Dia tertawa, tapi kali ini terlihat benar-benar tertawa. Biasanya cara dia tertawa sangat aneh dan kaku seperti palsu, namun kali ini dia berbeda.

"Tentu saja manusia," sahutnya sambil tersenyum.

Dia melihat jam tangannya, lantas menambakan "alasan tuan muda menyukain anda karena anda orang baik," sahutnya santai, "baiklah, saya harus segera pergi," dia menunduk dan meletakkan tas kertas berwarna navy ukuran 30 x 20 di meja kasir, "tuan berharap, anda tidak membuangnya," tanpa menunggu jawabanku dia segera berjalan keluar minimarket.

Aku? Baik? Aku sampai kehilangan kata.

Aku memang bukan penjahat tapi aku cukup jauh untuk sebutan 'orang baik'. Aku egois, materialistis, tidak tahu malu, arogan, bahkan beberapa kali terlibat perkelahian. Aku bahkan bisa berkelahi hanya karena bosan dan menemukan manusia kurang ajar yang pantas untuk dihajar. Tapi tetap saja, aku jelas-jelas sangat jauh dari kata baik.

Aku mengintip isi di dalam tas, sepertinya sebuah pakaian berwarna abu-abu gelap. Karena penasaran, aku mencoba mengeluarkannya. Aku bukan tipe orang yang mudah membuang barang, kecuali barang itu berbahaya. Dan aku sekarang hanya ingin memastikan dia tidak memasukkan laba-laba hidup.

Lonceng pintu minimarket kembali berbunyi, membuatku memasukkan kembali isi tas. Dan yah... Tamu yang tidak terduga datang lagi.

Ngomong-ngomong sekarang hari apa, kenapa aura pagi ini sangat amat gelap. Aku fikir si manusia pencetak kartu nama itu sudah cukup menguras tenaga, tapi sekarang aku fikir Haru tidak terlalu buruk jika di bandingkan dengan sesuatu di depanku saat ini. Sesuatu yang horor sedang berdiri di pintu masuk.

Ibu pemilik apartement sedang melotot kearahku sambil meremas kipas lipat merah. Di lihat dari posisinya sekarang, kemungkinan terburuk adalah aku akan diusir dari apartement sedangkan kemungkinan terbaik adalah aku mendapatkan beberapa tusukan pundak oleh kipas mengerikan itu. Aku sudah hafal, karena itu adalah senjata andalan nyonya. Tidak sakit namun cukup menyebalkan.

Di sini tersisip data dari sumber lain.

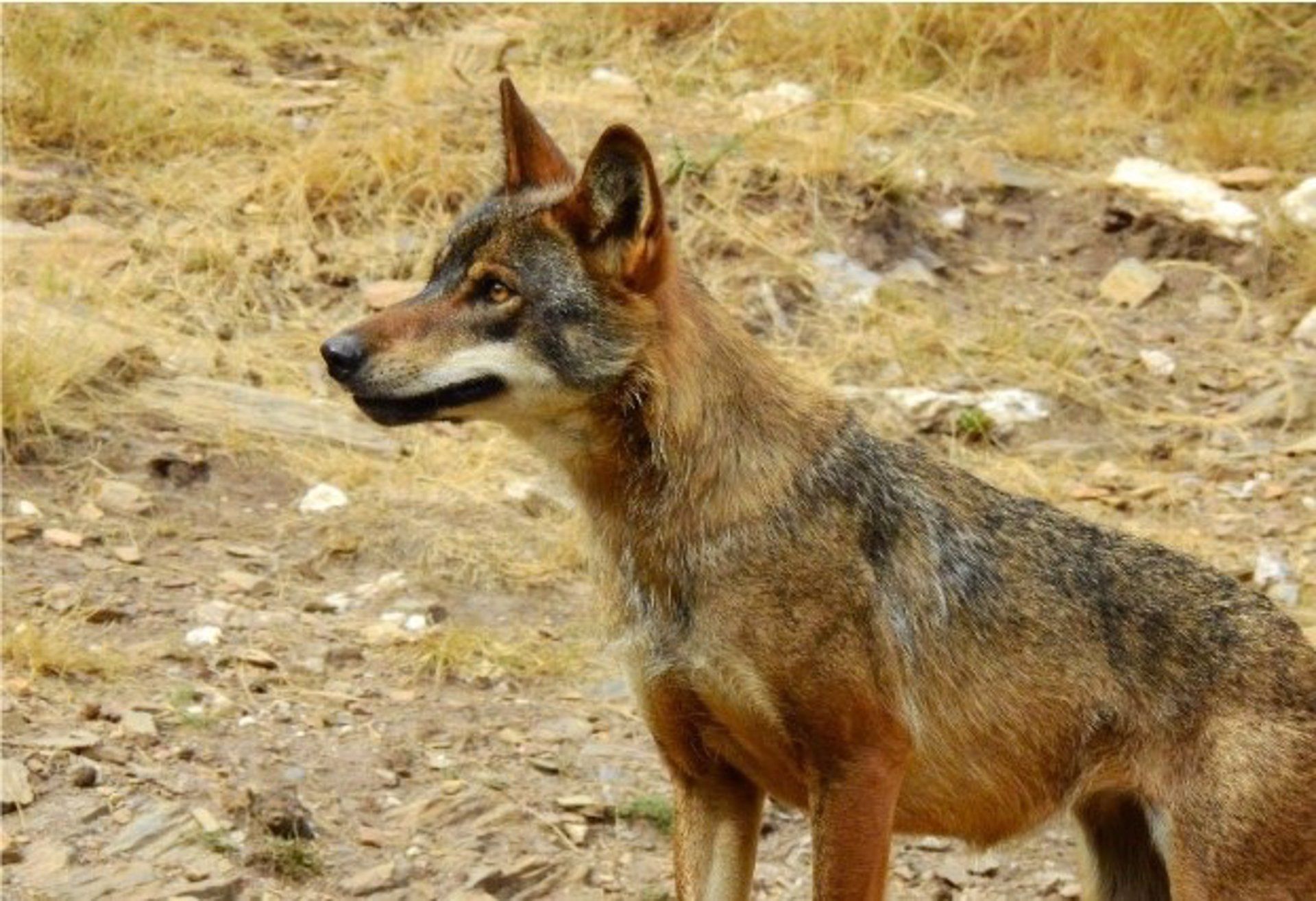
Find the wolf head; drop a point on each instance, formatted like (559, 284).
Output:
(539, 301)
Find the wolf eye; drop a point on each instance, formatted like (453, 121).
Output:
(496, 293)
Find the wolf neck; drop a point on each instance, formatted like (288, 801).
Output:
(708, 433)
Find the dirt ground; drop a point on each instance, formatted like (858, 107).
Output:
(210, 692)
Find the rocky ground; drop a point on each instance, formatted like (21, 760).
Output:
(273, 738)
(258, 649)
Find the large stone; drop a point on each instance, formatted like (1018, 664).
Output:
(119, 496)
(1131, 283)
(1190, 197)
(774, 101)
(1304, 332)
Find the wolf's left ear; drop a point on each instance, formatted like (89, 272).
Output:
(533, 160)
(616, 210)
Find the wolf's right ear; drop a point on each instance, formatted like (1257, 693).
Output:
(616, 211)
(533, 160)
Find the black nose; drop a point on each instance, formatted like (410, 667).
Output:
(344, 354)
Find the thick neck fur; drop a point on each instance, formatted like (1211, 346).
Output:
(707, 433)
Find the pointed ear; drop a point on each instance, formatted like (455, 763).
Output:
(533, 160)
(616, 210)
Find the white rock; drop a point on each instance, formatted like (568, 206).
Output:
(1193, 197)
(1007, 407)
(911, 271)
(777, 100)
(321, 497)
(1300, 204)
(1215, 308)
(1274, 576)
(1131, 283)
(1303, 333)
(537, 497)
(215, 613)
(842, 280)
(954, 219)
(380, 295)
(1012, 406)
(1157, 362)
(618, 82)
(203, 637)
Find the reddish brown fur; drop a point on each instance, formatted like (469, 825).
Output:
(894, 646)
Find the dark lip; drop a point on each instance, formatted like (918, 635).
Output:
(419, 408)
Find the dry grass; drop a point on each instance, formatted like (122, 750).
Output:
(465, 653)
(54, 649)
(243, 221)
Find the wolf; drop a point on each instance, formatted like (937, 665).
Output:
(844, 622)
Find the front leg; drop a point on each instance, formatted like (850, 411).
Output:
(716, 835)
(852, 808)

"Kau kira bisa bersembunyi dari ku dasar bocah," dia menaikkan ujung bibir kirinya sambil mendengus, "ke lubang semut pun pasti akan ku kejar."

Bagaimana? Horor kan?

Aku rasa beliau terlalu sering melihat drama di televisi, dari caranya berbicara sudah seperti penjahat di sinetron. Lagian, aku punya tempat persembunyian paling aman dan meyakinkan daripada lubang semut. Gara-gara flu dan Haru, aku lupa jika ada beberapa orang yang harus aku hindari. Sudah berkali-kali nyonya ini ke sini tapi aku selalu lolos dan dapat bersembunyi darinya, entah itu mengunci pintu minimarket atau bersembunyi di toilet dan meminta tolong paman pemilik minimarket untuk sementara menggantikanku.

Paman walaupun agak ember, gila uang dan cerewet, namun dia sangat bisa diandalkan di saat seperti ini bahkan dia tidak marah saat aku mengunci minimarketnya dari dalam jika beberapa orang aneh datang mencariku. Yah, siapa lagi yang mau bekerja di tempat ini selain aku. Di hari pertama aku kerja disini, aku bertemu dengan pencopet dan aku membereskannya dengan satu atau dua tendangan. Dan sejak saat itu Paman mulai akrab denganku, walau dia tidak pernah menaikkan gaji namun aku boleh mengambil beberapa roti nanas setiap hari dan adakalanya beliau akan menggantikanku menjaga kasir. Namun hari ini Paman berlibur ke pantai dengan keluarganya dan mau tidak mau aku tidak bisa kabur kali ini.

Sebenarnya, tampilan antagonis Nyonya ini hanya pada bibir merah menyala, eyeshadow gelap yang membuat kedua matanya terlihat dua kali lebih besar dan kipas merah andalannya, lalu untuk bagian yang lainnya tidak seram. Jauh lebih seram paman preman dilantai bawah apartemenku. Bukannya menghina, tapi nyonya ini ukurannya lebih pendek dariku. Mungkin badanku sepuluh sentimeter lebih tinggi dari beliau. Kalau saja beliau tidak bawel dan baik hati, aku ingin sekali mengangkatnya. Kadang-kadang eyeshadow milik beliau mengingatkanku pada panda.

"Ada yang bisa saya bantu nyonya?" Tanyaku basa-basi.

Dia berjalan mendekati meja kasir dan berkacak pinggang, "Apakah aku terlihat seperti sedang mau berbelanja!" dia mengetuk meja dengan kipas, "uang sewa!"